Pertanto, la giurisprudenza da un lato ha ribadito che il cortile dell'edificio rientra, in linea di principio, nel novero delle parti comuni soggette alla regola di attribuzione della proprietà di cui all'art. 1117 c.c., e che spetta al giudice di merito indagare se la clausola convenzionale attributiva, ad un solo condomino, di un diritto reale di uso esclusivo su una parte del cortile predetto possa essere interpretata, come pattuizione idonea a trasferire la proprietà del cespite, ovvero a costituire un diritto d'uso di natura reale (ex art. 1021 c.c.) ovvero obbligatoria (con efficacia limitata, in tale seconda ipotesi, alle sole parti stipulanti).

Dall'altro lato, si è precisato che, in ogni caso, non è consentito istituire, per via convenzionale, un "diritto reale di uso esclusivo" su una parte comune dell'edificio, estraneo al numerus clausus dei diritti reali, poiché in tal modo si violerebbe il principio di tipicità dei diritti reali e si priverebbe di concreto contenuto il diritto dei condomini all'uso paritario della cosa comune, sancito dall'art. 1102 c.c.

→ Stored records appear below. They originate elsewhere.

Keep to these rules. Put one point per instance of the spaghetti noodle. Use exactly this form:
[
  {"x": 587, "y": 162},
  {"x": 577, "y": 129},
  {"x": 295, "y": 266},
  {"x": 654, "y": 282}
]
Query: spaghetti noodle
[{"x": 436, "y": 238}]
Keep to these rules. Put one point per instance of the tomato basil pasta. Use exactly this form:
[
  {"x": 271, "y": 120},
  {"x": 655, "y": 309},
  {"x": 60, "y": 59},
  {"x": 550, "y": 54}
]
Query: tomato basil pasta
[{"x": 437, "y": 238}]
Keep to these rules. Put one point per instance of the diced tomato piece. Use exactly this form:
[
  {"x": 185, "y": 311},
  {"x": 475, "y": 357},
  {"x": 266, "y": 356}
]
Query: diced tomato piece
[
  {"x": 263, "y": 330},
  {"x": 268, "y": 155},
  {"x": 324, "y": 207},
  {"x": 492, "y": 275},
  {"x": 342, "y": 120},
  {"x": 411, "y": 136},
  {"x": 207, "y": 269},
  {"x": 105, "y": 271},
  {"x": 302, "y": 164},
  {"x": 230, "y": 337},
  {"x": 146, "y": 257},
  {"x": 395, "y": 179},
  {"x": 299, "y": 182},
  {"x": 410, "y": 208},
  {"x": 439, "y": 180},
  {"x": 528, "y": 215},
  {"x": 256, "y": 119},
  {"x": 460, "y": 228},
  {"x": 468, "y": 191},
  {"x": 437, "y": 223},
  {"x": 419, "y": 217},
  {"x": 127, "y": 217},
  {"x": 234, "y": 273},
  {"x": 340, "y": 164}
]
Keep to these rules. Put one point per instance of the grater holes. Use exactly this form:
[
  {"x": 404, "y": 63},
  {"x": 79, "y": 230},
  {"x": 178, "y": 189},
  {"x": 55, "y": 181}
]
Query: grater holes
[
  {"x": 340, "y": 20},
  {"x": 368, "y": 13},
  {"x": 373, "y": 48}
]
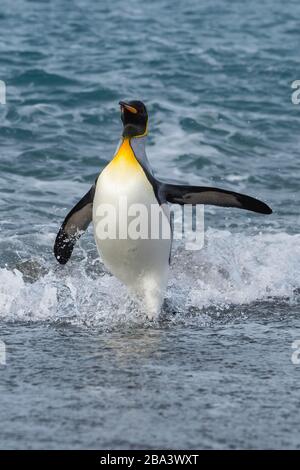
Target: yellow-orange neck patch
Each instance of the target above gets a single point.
(125, 157)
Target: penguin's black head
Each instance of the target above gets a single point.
(134, 117)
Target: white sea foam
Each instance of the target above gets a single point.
(232, 269)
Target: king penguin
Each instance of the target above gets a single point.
(141, 263)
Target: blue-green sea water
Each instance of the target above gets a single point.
(84, 369)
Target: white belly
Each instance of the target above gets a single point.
(141, 264)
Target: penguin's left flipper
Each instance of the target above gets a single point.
(76, 222)
(181, 194)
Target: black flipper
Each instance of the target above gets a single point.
(180, 194)
(76, 222)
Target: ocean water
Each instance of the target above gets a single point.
(84, 368)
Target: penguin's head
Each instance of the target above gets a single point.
(134, 117)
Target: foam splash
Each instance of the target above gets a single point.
(231, 269)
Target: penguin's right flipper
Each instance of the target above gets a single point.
(75, 223)
(181, 194)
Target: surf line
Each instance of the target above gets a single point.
(111, 460)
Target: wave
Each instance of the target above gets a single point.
(230, 272)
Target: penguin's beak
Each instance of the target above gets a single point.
(127, 106)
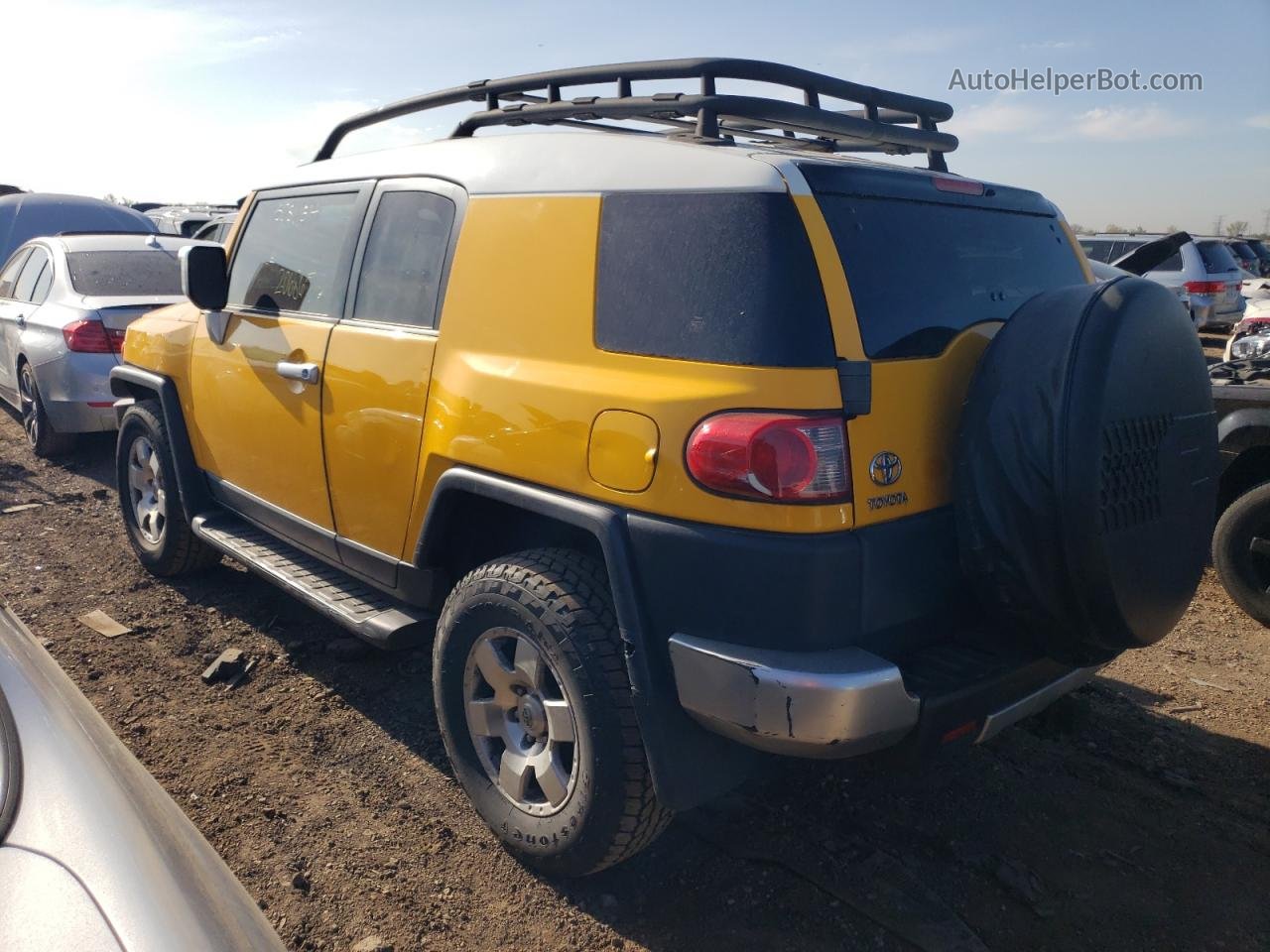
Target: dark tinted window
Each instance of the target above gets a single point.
(959, 266)
(1097, 250)
(289, 257)
(724, 278)
(125, 273)
(9, 276)
(1216, 257)
(36, 266)
(404, 257)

Proprietà del cortile: la decisione della Cassazione

La Cassazione, con la sentenza in commento, ha quindi respinto il ricorso e confermato la sentenza di secondo grado: gli attori non hanno provato che il cortile non fosse comune, non offrendo alcuna prova che potesse superare il dettato dell'art. 1117 c.c.

La clausola che attribuiva il "diritto di passo senza possibilità neppure temporanea di sosta di automezzi", infatti, non è espressione di un accordo sulla riserva di proprietà del cortile in capo alla parte cedente.

Infine, la corte di merito ha considerato la possibilità di attribuire alla clausola convenzionale di cui anzidetto un'efficacia in termini di istituzione di un diritto reale sulla corte, escludendo anche tale eventualità, in assenza di partecipazione al rogito di tutti i comproprietari dell'ipotetico fondo servente.